Il titolo dato alla testata (alla Marvel ormai stanno esaurendo gli aggettivi), oltre a sfiorare il ridicolo risulta pure del tutto fuorviante, visto che di ‘nuovissimo’ c’è ben poco… A dirla tutta c’è ben poco pure di ‘nuovo’: questi due episodi proseguono la saga a base di ragazzini dotati di poteri straordinari e per questo usati come armi dal Governo, mentre in parallelo si ripercorre l’infanzia del protagonista e del fratello… mamma mia, che originalità.
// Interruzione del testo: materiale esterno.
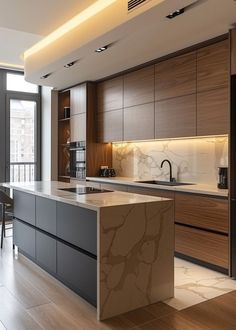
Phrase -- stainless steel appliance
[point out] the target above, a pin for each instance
(78, 160)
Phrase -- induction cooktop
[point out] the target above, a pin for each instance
(85, 190)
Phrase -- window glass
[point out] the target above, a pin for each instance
(16, 82)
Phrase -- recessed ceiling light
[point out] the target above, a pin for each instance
(101, 49)
(45, 76)
(68, 65)
(175, 13)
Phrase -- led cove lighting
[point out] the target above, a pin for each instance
(77, 20)
(10, 65)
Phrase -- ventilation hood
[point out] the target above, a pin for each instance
(131, 30)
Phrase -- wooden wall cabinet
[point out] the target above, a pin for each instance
(139, 122)
(213, 66)
(212, 112)
(139, 87)
(110, 95)
(175, 117)
(78, 100)
(175, 77)
(110, 126)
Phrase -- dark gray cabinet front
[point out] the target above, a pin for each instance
(78, 271)
(46, 214)
(77, 226)
(24, 238)
(46, 251)
(24, 207)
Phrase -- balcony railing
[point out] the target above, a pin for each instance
(22, 171)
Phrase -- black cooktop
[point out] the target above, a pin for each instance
(85, 190)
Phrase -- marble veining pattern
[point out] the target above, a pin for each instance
(193, 160)
(136, 267)
(195, 284)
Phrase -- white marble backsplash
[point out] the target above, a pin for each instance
(193, 160)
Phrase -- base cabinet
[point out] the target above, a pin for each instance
(46, 251)
(78, 271)
(24, 238)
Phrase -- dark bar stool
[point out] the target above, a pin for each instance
(6, 203)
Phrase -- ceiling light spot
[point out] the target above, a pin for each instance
(101, 49)
(175, 13)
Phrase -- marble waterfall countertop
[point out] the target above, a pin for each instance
(196, 188)
(94, 201)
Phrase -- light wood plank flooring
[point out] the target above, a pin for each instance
(32, 299)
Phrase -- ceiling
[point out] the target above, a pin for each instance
(146, 36)
(25, 22)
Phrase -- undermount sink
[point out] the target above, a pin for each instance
(165, 183)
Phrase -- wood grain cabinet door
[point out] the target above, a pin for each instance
(212, 112)
(78, 127)
(110, 95)
(110, 126)
(139, 122)
(213, 66)
(176, 117)
(175, 77)
(203, 212)
(139, 87)
(78, 99)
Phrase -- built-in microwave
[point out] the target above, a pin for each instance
(78, 160)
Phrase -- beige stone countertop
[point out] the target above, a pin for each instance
(197, 188)
(94, 201)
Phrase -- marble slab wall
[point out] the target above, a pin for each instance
(136, 256)
(194, 160)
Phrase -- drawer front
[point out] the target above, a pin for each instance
(115, 187)
(77, 226)
(24, 238)
(46, 214)
(46, 251)
(209, 247)
(203, 212)
(152, 192)
(24, 207)
(78, 271)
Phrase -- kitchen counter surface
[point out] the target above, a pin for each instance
(95, 201)
(194, 188)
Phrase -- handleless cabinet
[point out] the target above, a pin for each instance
(213, 66)
(110, 126)
(24, 207)
(110, 95)
(175, 77)
(176, 117)
(139, 87)
(139, 122)
(78, 99)
(78, 127)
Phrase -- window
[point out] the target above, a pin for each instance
(16, 82)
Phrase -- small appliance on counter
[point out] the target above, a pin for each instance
(105, 171)
(222, 177)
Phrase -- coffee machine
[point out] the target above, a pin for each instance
(222, 177)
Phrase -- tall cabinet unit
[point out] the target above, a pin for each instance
(63, 137)
(80, 128)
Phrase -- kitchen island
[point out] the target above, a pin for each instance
(115, 249)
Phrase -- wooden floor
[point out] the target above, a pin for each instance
(31, 299)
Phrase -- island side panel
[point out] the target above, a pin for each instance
(135, 256)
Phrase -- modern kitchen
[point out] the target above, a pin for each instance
(123, 218)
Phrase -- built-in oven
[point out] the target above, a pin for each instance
(78, 160)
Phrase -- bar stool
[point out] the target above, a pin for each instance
(7, 205)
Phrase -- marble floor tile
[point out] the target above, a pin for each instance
(195, 284)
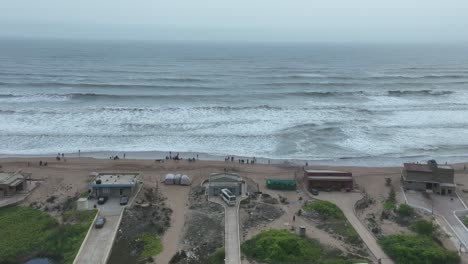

Gli ottimi disegni di Ramon Peréz non bastano a salvare una storia deludente soprattutto perché a scriverla è Jeff Lemire, nome di punta dell’attuale fumetto americano, il quale si mostra poco o nulla a suo agio con un personaggio ‘mainstream’. Voto: 5,5

 

AGE OF ULTRON VS MARVEL ZOMBIE 3

La serie che dà il titolo alla testata continua ad essere fiacca: i disegni pur convincenti di Steve Pugh non riescono a compensare una storia che sembra scritta con lo stesso estro con cui si compila la lista della spesa da un James Robinson che ormai appare lontano anni luce dai fasti di metà anni ’90 – inizio ’00. Voto: 5,5

Si conferma più convincente la storia inserita come ‘accompagnamento’ e dedicata alla cacciatrice del soprannaturale Elsa Bloodstone: accompagnato dal gradevole tratto di Kev Walker, Simon Spurrier riesce se non altro a dare una discreta tridimensionalità alla protagonista, suscitando inoltre curiosità attorno alla reale identità del suo giovanissimo compagno di strada. Voto: 6

 

INVINCIBLE 27

I rapporti tra fratellastri già non devono essere proprio idilliaci normalmente; figuriamoci se i personaggi in questione sono hanno un padre alieno superpotente e due madri di due pianeti diversi… e questo solo per cominciare…
Nonostante si tratti di storie risalenti a quasi otto anni fa – o forse proprio per questo – Invincible è una delle due – tre migliori serie di fumetti dedicate agli eroi in costume pubblicate al momento in Italia, superiore al 90 per cento di quanto proposto da Marvel ed DC… Voto: 7
In appendice, una salto nel passato di uno dei comprimari principali – Voto: 6,5 – e Wolfman, alle prese con la scoperta delle sue reali potenzialità di licantropo: Voto: 6,5.

 

MIRACLE MAN DI GAIMAN E BUCKINGHAM 4

L’avvento dei superesseri e la vita delle persone comuni; in questo caso, una ‘favola della buonanotte’ come tante altre, se non fosse che il viaggio interstellare raccontato è avvenuto sul serio e che uno dei due bambini ‘messi a dormire’ è capace di muoversi fluttuando nell’aria…
Episodi pubblicati ormai venti anni fa, per dare un seguito a ciò che Alan Moore aveva ideato nella seconda metà degli anni ’80.
L’affermazione sembrerebbe troppo nostalgica, e allora mettiamoci un punto di domanda: ne escono più fumetti così, oggi?. Voto: 7,5.

 

I GRANDI CLASSICI DISNEY 3

Il piatto è come al solito abbondante, pieno di materiale ‘d’annata’, non mancano le ‘chicche’, ma si fa sentire la mancanza di una ‘pietra miliare’, com’era successo nei primi due numeri; il ruolo sarebbe in verità svolto dalla storia in due parti firmata Mezzavilla – Cavazzano che apre l’albo (Topolino rapito e Gambadilegno che s’improvvisa detective per liberarlo), ma si tratta di una buona storia e niente di più. L’albo offre comunque la solita parata di grandi nomi: Kinney, Hubbard, Martina, Carpi, Strobl, Nigro, Asteriti, Cimino, i Barosso e De Vita tra gli altri, con la ‘partecipazione straordinaria’ di Sua Maestà Carl Barks.